2011-12 Snow reporters Elizabeth and Carrie Lee discuss new snow depth on a powder day.

It's a common misconception that Big Sky's Snow Reporter job is the plushest in town - picturing a hung over twenty-something rolling out of bed at 5 am, checking a yardstick in his backyard, calling the snow phone with the report, and then calling it a day would make anyone envious for that kind of easy, low-responsibility job. But getting out the conditions report for 4,050 skiable acres is a long and involved process - one that starts at 4pm the evening before and doesn't end until well into the next day. And the Snow Reporters? Late night at the Black Bear or no, they've got to be up at 4am and ready to put in a full 8 hour day.

4:00pm: The morning snow report begins the night before with Big Sky's Ski Patrol crew. As the mountain is closing, Ski Patrol calls the Snow Reporter desk and leaves a message with the day's high and low temps, the wind conditions, and the snowfall. This information is used in the weather section of Big Sky's following day report.

4:00pm - 8:00am: The grooming crew takes to the slopes to begin the long task of grooming and shaping the slopes. As they work throughout the night, groomers also the keep tabs on the weather and snowfall.

4:55am: Groomers measure overnight snowfall and base depth at the scientific Lobo station. This location has been used for 35 years and provides an accurate mid-mountain snowfall total. The upper mountain is too dangerous to measure this early considering avalanche control work yet to be done.

5:00am: Groomers call or radio the Snow Reporter with the overnight snowfall totals, base, and any relevant weather information. The Snow Reporter then faxes the overnight totals, terrain openings, weather, and other resort info across the country and updates bigskyresort.com for the early risers. Numerous other websites, from Snocountry to Travel Montana, are updated with this early information, and then thousands of other sites scrape the information while we all sleep. This is all done before 6 a.m. but usually closer to 5:30a.m.

5:15am: The Snow Reporter updates the snow phone with the collected information. This is the early phone update and it will be updated several more times throughout the morning and day.
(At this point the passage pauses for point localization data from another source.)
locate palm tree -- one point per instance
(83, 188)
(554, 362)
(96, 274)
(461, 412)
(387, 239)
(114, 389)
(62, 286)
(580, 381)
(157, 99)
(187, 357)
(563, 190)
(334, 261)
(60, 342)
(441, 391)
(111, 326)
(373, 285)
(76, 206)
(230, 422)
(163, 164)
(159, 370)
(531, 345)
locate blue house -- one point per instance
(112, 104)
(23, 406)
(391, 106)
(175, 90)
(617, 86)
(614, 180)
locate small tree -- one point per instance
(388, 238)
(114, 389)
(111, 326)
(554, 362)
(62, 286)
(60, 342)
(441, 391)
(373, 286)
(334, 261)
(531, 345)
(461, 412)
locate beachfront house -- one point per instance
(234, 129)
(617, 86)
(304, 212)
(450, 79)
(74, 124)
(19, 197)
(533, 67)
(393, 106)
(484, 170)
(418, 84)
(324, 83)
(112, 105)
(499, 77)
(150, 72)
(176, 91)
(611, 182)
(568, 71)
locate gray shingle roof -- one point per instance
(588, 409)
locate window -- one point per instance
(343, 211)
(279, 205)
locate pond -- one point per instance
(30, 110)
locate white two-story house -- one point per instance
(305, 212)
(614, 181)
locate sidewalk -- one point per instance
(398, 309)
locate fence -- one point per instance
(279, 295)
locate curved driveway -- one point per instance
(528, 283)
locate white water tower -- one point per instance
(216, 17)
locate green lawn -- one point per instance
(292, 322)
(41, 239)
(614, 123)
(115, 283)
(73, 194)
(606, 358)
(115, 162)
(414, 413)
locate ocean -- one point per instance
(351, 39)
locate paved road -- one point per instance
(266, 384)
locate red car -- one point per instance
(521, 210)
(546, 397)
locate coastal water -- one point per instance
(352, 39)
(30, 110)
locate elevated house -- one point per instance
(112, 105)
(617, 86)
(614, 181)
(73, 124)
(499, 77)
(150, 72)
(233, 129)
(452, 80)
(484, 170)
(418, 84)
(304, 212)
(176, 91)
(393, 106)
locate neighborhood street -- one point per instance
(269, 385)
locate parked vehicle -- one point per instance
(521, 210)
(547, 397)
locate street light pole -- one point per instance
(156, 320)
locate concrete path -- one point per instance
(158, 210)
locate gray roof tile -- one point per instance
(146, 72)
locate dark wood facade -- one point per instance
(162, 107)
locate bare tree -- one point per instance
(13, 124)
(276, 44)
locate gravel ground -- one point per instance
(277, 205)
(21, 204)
5:45am: Groomers drop off a report of their groomed runs at the base area for the reporter to pick up and add to our report and grooming map.

8:00am: Patrol calls in with snow conditions from the top of lone peak and the snow reporter makes any necessary updates to the snow report and snow phone.

8:00am - 12:00pm: As the Snow Safety team and Patrol gather for their safety and control runs they will call or radio the reporter with any snowfall updates. Many times Big Sky will receive several inches of snow between the time of the original report and when the chairlifts start turning. When it's snowing hard, the patrol and reporter will remain in contact with updates throughout the morning, especially when reports come in like knee deep, thigh deep, or waist deep off the south face, when perhaps only 4-6 inches fell mid-mountain.

In between all of these steps, the Snow Reporters are calling radio stations and local businesses, faxing and emailing out reports, creating and distributing grooming maps, and updating the report on multiple different platforms and outlets. We'll spare you the gory details, but when it comes down to it, snow reporting is a complex position that involves many elements beyond the actual snow phone. It's a process that requires constant communication between the mountain operations teams and the crew inside spreading the messages.

We often joke that it truly is impossible to accurately measure snow when it comes to a mountain that is the biggest in America and faces every direction on the map, and the snow reporters always try to report a range of snowfall that gives a sense of snow all over the mounatin. But no matter what the report says, with 400 inches of snow a year and such a variety of terrain, you're sure to find great conditions - any day at Big Sky.